Puta egocéntrica. Winter me cogió del brazo antes de que pudiera hacer nada. Estaba demasiado ocupada vigilando a los vampiros para fijarme en los humanos.
—Adelante —dijo—. Matadlo.
Aubrey y Valentine se apartaron de la pared e hicieron una reverencia. De repente ya no estaban allí, como si hubieran desaparecido. Me volví hacia Nikolaos, que sonreía.
—Sí —dijo—, te he nublado la mente y no los has visto salir.
—¿Adónde han ido? —Tenía un nudo en el estómago. Creo que conocía la respuesta.
—Jean-Claude le otorgó su protección a Phillip; por tanto, debe morir.
—No.
—Oh, sí. —Nikolaos sonrió.
Un grito llegó por el pasillo. El grito de un hombre. El grito de Phillip.
—¡No! —Casi caí de rodillas; de no ser por la mano de Winter, habría llegado al suelo. Fingí desmayarme y me relajé mientras él me sostenía. Cuando me soltó, saqué el cuchillo de la funda del tobillo. Winter y yo estábamos cerca del pasillo, apartados de Nikolaos y su siervo humano. Quizá lo suficiente.
Winter la miraba como si esperara órdenes. Me levanté y le hundí el cuchillo en el vientre. La sangre empezó a brotar cuando retiré la hoja, y corrí hacia el pasillo.
Llegué a la puerta y noté la primera ráfaga de viento en la espalda. Abrí sin mirar atrás.
Phillip colgaba inerte de las cadenas. La sangre le caía por el pecho en una cascada roja brillante que salpicaba al llegar al suelo, como la lluvia. La luz de las antorchas se reflejaba en las vértebras húmedas. Lo habían degollado.
Me derrumbé contra la pared como si me hubieran dado un golpe. No podía respirar.
—Oh, Dios, Dios —susurraba alguien una y otra vez, y era yo. Bajé los escalones apoyándome contra la pared. No podía apartar los ojos del cadáver. No podía mirar nada más. No podía respirar. No podía llorar.
El reflejo de las antorchas en los ojos les daba la impresión de movimiento. Un grito me creció en las entrañas y me surgió por la garganta.
—¡Phillip!
Aubrey se interpuso entre él y yo.
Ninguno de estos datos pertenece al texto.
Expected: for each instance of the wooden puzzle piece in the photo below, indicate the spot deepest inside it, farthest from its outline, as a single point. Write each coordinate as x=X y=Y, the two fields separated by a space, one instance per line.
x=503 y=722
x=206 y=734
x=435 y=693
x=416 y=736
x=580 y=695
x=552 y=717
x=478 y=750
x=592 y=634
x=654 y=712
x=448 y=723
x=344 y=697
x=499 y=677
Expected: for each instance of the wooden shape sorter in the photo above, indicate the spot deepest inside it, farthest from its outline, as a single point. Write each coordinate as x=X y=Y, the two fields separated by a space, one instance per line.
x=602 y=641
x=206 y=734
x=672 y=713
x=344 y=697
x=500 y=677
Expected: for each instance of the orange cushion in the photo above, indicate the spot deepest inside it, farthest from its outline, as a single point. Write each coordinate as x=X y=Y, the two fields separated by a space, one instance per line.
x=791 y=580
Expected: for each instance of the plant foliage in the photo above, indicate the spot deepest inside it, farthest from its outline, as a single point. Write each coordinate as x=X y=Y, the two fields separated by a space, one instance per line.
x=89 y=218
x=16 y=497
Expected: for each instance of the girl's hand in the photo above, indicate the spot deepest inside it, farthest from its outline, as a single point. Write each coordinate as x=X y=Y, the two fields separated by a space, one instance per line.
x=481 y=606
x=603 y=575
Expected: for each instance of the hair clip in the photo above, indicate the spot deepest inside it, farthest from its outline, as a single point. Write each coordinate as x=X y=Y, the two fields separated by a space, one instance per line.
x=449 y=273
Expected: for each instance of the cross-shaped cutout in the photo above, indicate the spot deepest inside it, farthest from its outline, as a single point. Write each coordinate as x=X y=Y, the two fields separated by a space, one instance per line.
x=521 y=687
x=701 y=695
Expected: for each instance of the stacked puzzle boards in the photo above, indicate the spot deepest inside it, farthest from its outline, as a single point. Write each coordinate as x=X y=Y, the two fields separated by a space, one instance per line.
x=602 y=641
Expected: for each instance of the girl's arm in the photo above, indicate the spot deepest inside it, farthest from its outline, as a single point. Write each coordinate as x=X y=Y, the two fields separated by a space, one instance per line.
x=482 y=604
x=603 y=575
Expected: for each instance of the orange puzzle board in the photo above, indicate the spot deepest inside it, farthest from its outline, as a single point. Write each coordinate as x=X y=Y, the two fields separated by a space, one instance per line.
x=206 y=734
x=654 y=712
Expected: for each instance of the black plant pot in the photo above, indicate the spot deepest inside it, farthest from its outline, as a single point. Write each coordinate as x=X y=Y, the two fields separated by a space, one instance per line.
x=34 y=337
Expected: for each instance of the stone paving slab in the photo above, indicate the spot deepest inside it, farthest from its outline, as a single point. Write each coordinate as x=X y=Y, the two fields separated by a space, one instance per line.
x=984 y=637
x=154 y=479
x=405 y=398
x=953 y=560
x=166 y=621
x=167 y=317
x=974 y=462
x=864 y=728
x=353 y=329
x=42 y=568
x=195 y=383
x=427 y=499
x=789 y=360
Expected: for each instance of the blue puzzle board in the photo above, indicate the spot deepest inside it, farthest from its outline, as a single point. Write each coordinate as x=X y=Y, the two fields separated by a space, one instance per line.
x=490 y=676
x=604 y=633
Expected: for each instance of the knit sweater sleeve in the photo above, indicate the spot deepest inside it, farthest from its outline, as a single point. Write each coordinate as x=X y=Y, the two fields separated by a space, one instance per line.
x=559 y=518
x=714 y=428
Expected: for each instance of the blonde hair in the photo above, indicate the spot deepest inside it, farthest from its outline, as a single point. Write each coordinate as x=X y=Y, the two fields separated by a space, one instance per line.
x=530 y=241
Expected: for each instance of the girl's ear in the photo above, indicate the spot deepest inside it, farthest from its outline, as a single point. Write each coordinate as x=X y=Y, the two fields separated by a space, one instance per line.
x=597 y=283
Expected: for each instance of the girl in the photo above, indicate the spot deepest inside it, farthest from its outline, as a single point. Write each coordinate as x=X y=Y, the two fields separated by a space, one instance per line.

Estaba cubierto de sangre.
—Estoy deseando hacer una visita a tu encantadora amiga Catherine.
Quise abalanzarme contra él chillando, pero me apoyé en la pared para disimular el cuchillo que llevaba en la mano. Mi objetivo había dejado de ser salir viva de allí: quería matar a Aubrey.
—Hijo de puta, cabrón hijo de puta. —La voz me sonó asombrosamente tranquila, sin asomo de emoción. No tenía miedo. No sentía nada.
Aubrey frunció el ceño bajo la máscara de sangre de Phillip.
—No tolero los insultos.
—Cabrón de mierda, hijo de la gran puta.
Se me acercó, como yo quería, y me puso una mano en el hombro. Le grité a la cara con todas mis fuerzas, y en el instante de vacilación que siguió le clavé el cuchillo entre las costillas. Era estrecho y afilado, y lo metí hasta la empuñadura. El cuerpo se le tensó contra mí. Tenía los ojos abiertos por la sorpresa. Abrió y cerró la boca sin emitir sonido, y cayó al suelo mientras intentaba agarrarse al aire con las manos.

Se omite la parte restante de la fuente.